New Orleans Charters Latest to Show Positive Results, But Challenges Lie Ahead
A few weeks ago I pointed you to a study that showed Indiana charter schools outpacing their public school peers in making student academic improvements. Another place where charter schools are being done right — and on an unsurpassed scale — is New Orleans. Six of 10 public school students there is served by one of the city’s 51 charter schools.
A recently-released study by Stanford’s Center for Research on Educational Outcomes (CREDO) finds significant academic advantages achieved by New Orleans charter schools, as reported in the Times-Picayune:
A new analysis of standardized test scores in New Orleans shows a majority of the city’s independent charter schools are improving student performance in reading, math or both, at a notably faster rate than traditional schools.
Joanne Jacobs summarizes the report’s overarching findings well:
Of 44 independent charter schools, 23 were improving at a significantly faster rate in reading, math or both than other New Orleans schools. Twelve charters were doing about the same. Nine showed slower progress; three of those have turned in their charters.
That last sentence is crucial. One of the advantages of charter schools is that it’s easier to close them down if they aren’t netting results. The more charters face the possibility of genuine loss for failing to delivery a quality education, the more effective the reform will be.
Partly due to the necessity created by the devastating 2005 Hurricane Katrina, charter schools have thrived in New Orleans. As the CREDO study demonstrates, the first phase of charter growth has made a positive dent in the lives of local students. But a great article by Jed Horne in the latest issue of Education Next also explores the question of whether NOLA charters can continue and expand their success:
Amid changes as exciting as they are fragile, this much seems clear to the reform community: Even briefly settling for today’s improved performance levels is to avail critics of the opportunity to say that school reform has stalled after early gains that were easy and perhaps unsustainable…. It would be to settle for schools that are, not excellent, but merely “good enough.”
Efforts by the old order to claw back power are portrayed as only the most obvious threat to the gains achieved in New Orleans. The more insidious threat, reformers contend, is for schools and the communities of students and parents they serve to get comfortable with a still-inadequate status quo. A stubborn loyalty to the school they know, and indeed may have helped build, can abort the wrenching changes that may be required for a school to become truly excellent.
The whole piece is worth reading. Horne chronicles the successes well, while making a vital point about both the internal and external challenges that lie ahead. It’s important to remember that with education reform, as with investments, “past performance is no guarantee of future results.” Hard work, vigilance, and thoughtful approaches to policy must continue moving forward.

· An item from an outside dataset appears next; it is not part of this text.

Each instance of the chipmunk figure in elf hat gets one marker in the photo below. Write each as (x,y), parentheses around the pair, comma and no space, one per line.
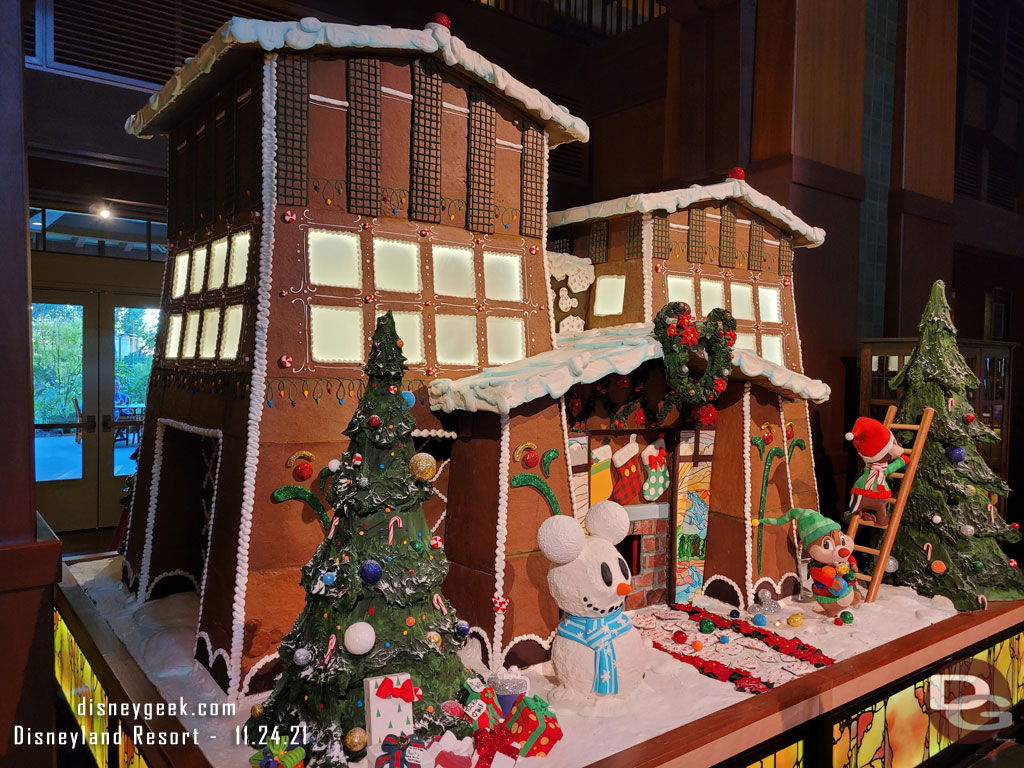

Speaking of the latter, allow me to say one more time that just calling a school a charter guarantees absolutely nothing. However, state and local conditions that provide for the creation of high-quality public charters using strong laws and policies do make a difference. Far more useful than trying to ask what’s better nationwide, charter schools or neighborhood schools, is looking at specific local conditions and factors. Among other things, the quality standards and accountability for Indiana and New Orleans charters — along with the expectations and programs for the students they serve — are indeed very positive developments in American education.
Now we just need to keep it up so we can help kids like me.